Koronavirüs salgını karşısında uçak biletlerinin KDV’sini yüzde 18’den yüzde 1’e indiren, tatil yerlerindeki konaklama vergisini erteleyen de bu iktidardır, çünkü fırsatçıdır. Attığı adımlar toplum sağlığı ve halk sağlığı ve toplumun çoğunluğunun yararı yönünde değildir. Nasıl olur da, iktidar olarak kendi yandaşlarıma yeni bir avantaj sağlarım? Nasıl olur da iktidar olarak kendi durumumu biraz daha sürdürebilirim, iktidarın bekasını sağlayabilirim? Anlayışları budur. İşte bu tartışma da bunu ortaya koymuştur.
Şimdi mücbir sebeple İnfaz Yasası’nda değişiklik yapılmıyor; iktidar cezaevlerindeki yandaşlarına verdiği sözleri yerine getirmek için şimdiyi fırsat bilmiştir. Ağırlaştırılan maddeler de vardır.

'BAZI KOĞUŞLARDA 100 KİŞİ KALIYOR!'

Bugün 2020 verilerine göre, 355 cezaevinde yaklaşık 294 bin mahpus vardır. Türkiye tarihinde bu kadar yüksek bir sayıya ilk defa bu iktidar döneminde ulaşılmıştır. Koşullar da son derece ağırdır. Kimi koğuşlarda 40-50 kişi kalmaktadır. Bazı koğuşlarda 100 kişi kalmaktadır. Yetersiz beslenme, ısıtılmayan ve havalandırılmayan koğuşlar, gün ışığından faydalanamama, yeterli hekim ve sağlık personelinin bulunmaması, muayene ve sevk sürelerindeki uzunluk, hijyen ürünlerinin parayla satılması, temiz ve sıcak suya erişememe, düzenli ve etkin bir sağlık hizmetinden faydalanamama, kötü muamele, işkence. Cezaevlerindeki durum budur.
Şimdi koronavirüs salgınıyla karşı karşıya kalındığı zaman, onlarca kişinin bir arada kaldığı koğuşlar için büyük bir tehdit söz konusudur. Siz bir taraftan diyeceksiniz ki, evde kalın sosyal mesafe uygulayın; öte taraftan cezaevlerinde koğuşlarda 30-40 kişi kalsın. Bu gayrı ciddi bir durumdur.
Devlet her tutuklu ve hükümlünün yaşam hakkından sorumludur.
Cezaevlerinde bulunan mahpuslar bu iktidarın kölesi değildir. Cezaevlerinde bulunan mahpuslar, eğer hüküm giydilerse, cezalarını çekmekte olan ama her türlü insan hakkına sahip olan kişilerdir. Tutuklular için de aynı şey geçerlidir. Ama bu iktidar bunların hiçbirini ciddiye almamaktadır.  
Bu iktidarın hukuk, yasalar, anayasa, uluslararası sözleşmeler diye bir derdi yoktur.

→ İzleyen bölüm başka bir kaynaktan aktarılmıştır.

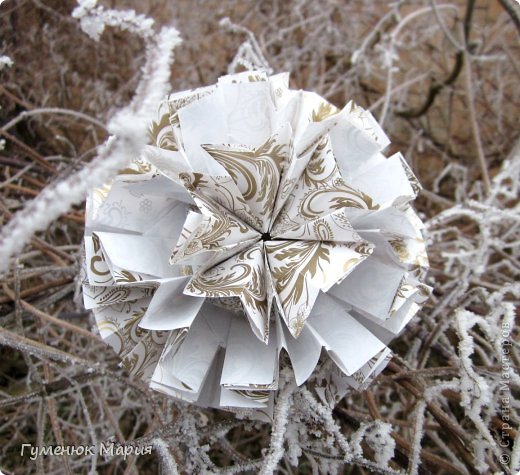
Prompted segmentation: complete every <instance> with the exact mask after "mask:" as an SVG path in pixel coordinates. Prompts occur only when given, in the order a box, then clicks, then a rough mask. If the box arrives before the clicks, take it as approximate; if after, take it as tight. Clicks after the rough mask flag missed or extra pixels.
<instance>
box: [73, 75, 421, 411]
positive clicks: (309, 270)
mask: <svg viewBox="0 0 520 475" xmlns="http://www.w3.org/2000/svg"><path fill="white" fill-rule="evenodd" d="M150 134H151V138H152V141H153V144H152V145H150V146H149V147H148V149H147V151H146V153H145V156H143V157H139V158H138V159H136V160H135V161H134V162H133V163H132V165H131V166H130V167H129V168H128V169H126V170H122V171H121V173H120V174H119V175H118V176H117V177H115V178H114V179H113V181H112V182H111V183H108V184H106V185H105V186H104V187H102V188H100V189H96V190H93V191H92V193H91V194H90V196H89V197H88V200H87V224H86V232H85V252H86V258H85V280H84V286H83V289H84V302H85V306H86V307H87V308H91V309H93V312H94V315H95V317H96V321H97V324H98V327H99V331H100V332H101V336H102V337H103V338H104V339H105V340H106V341H107V343H109V344H110V345H111V346H112V347H113V348H114V349H115V350H116V352H118V353H119V355H120V356H121V358H122V359H123V364H124V365H125V366H126V367H127V368H128V369H129V371H130V372H131V373H132V374H133V375H136V376H138V377H141V378H143V379H145V380H147V381H149V384H150V386H151V387H152V388H154V389H157V390H159V391H162V392H164V393H166V394H169V395H171V396H174V397H176V398H179V399H182V400H185V401H189V402H192V403H195V404H198V405H201V406H207V407H221V408H228V409H236V408H250V409H253V410H256V412H255V414H254V415H255V416H257V417H264V418H267V419H268V418H269V417H270V415H271V413H272V407H273V400H274V398H275V395H276V390H277V385H278V375H279V366H280V363H279V361H283V364H284V365H287V366H288V365H289V362H290V365H291V366H292V371H293V374H294V378H295V381H296V383H297V384H298V385H301V384H303V383H305V382H306V381H308V380H312V379H313V372H314V370H315V368H316V366H317V365H318V366H320V368H321V369H322V371H321V372H320V374H321V377H320V381H318V380H316V378H315V379H314V381H311V382H312V387H313V388H314V390H315V391H316V393H317V394H318V396H319V397H320V398H321V399H322V400H323V401H324V402H327V403H328V404H330V405H333V404H334V402H335V401H336V400H337V399H338V398H340V397H342V396H343V395H344V393H345V392H346V390H347V388H348V387H349V386H352V387H354V388H359V387H364V386H366V385H367V384H368V382H369V381H370V379H372V378H373V377H374V376H375V375H377V374H378V373H379V372H380V371H381V370H382V369H383V368H384V366H385V365H386V363H387V362H388V360H389V358H390V350H389V349H388V348H387V346H386V345H387V344H388V343H389V341H390V340H391V339H392V338H393V337H394V336H395V335H397V334H398V333H400V332H401V330H402V329H403V328H404V327H405V325H406V324H407V323H408V321H409V320H410V319H411V318H412V317H413V315H414V314H415V313H416V312H417V310H418V309H419V306H420V304H421V303H422V302H423V301H424V300H425V299H426V298H427V296H428V293H429V289H428V287H427V286H425V285H424V284H423V283H421V280H422V279H423V277H424V273H425V271H426V269H427V266H428V261H427V257H426V252H425V244H424V241H423V237H422V235H421V228H422V223H421V220H420V219H419V218H418V217H417V215H416V214H415V212H414V211H413V209H412V208H411V206H410V202H411V201H413V199H414V198H415V196H416V194H417V192H418V190H419V185H418V183H417V180H416V179H415V177H414V176H413V174H412V172H411V171H410V169H409V168H408V166H407V164H406V162H405V160H404V159H403V157H402V156H401V155H400V154H395V155H393V156H391V157H389V158H386V157H385V156H384V155H382V153H381V151H382V150H383V149H384V148H385V147H386V146H387V145H388V143H389V140H388V138H387V137H386V135H385V134H384V133H383V131H382V130H381V129H380V127H379V126H378V124H377V122H376V121H375V120H374V118H373V117H372V115H371V114H370V113H369V112H367V111H365V110H363V109H362V108H360V107H358V106H356V105H355V104H353V103H352V102H350V103H349V104H347V105H346V106H345V107H344V108H343V109H342V110H339V109H337V108H336V107H334V106H333V105H331V104H330V103H328V102H327V101H325V100H324V99H323V98H322V97H320V96H318V95H317V94H315V93H312V92H306V91H295V90H292V89H289V87H288V74H278V75H275V76H270V77H269V76H267V75H266V74H264V73H260V72H245V73H240V74H235V75H229V76H224V77H222V78H220V79H219V81H218V83H217V84H216V85H214V86H210V87H204V88H200V89H195V90H192V91H185V92H182V93H177V94H173V95H171V96H170V97H169V98H168V99H167V100H165V101H164V103H163V104H161V105H160V109H159V114H158V120H157V122H154V123H153V124H152V127H151V130H150ZM322 349H324V350H325V351H322ZM282 350H284V352H286V353H287V354H288V358H285V357H284V358H283V359H280V357H281V354H282ZM327 360H331V361H332V362H333V364H331V363H330V362H329V363H327ZM324 373H325V381H323V375H324ZM314 374H316V373H314Z"/></svg>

'MUHALİFLER İÇERİYE, YANDAŞLARI DIŞARIYA'

Şimdi bakın, bu İnfaz Yasası ile ne yapıyor bu iktidar. Şunu yapıyor; eğer siz düşünce ve ifade özgürlüğünü kullanarak iktidara muhalif iseniz, sosyal medya paylaşımı yaptıysanız, öğrenciyseniz, akademisyenseniz,  yazarsanız, gazeteciyseniz, siyasi iseniz, yani HDP seçilmişi iseniz, HDP’nin vekili iseniz, HDP’nin belediye başkanı iseniz, HDP’nin yöneticisi iseniz, düşünce ve ifade özgürlüğünü kullanan Kürt yurttaşlar iseniz, size ceza devam ediyor, hem de ağırlaştırılarak devam ediyor.
İnfaz Yasası’nda bu iktidara muhalif olan hiç kimseye ilişkin en ufak bir adım atılmıyor. Yani iktidar muhaliflerini cezaevinde tutmaya devam edecek, yeni muhalifleri de cezaevine tıkmaya devam edecek, ama yandaşlarını cezaevlerinden dışarı çıkaracak. Anlayış budur.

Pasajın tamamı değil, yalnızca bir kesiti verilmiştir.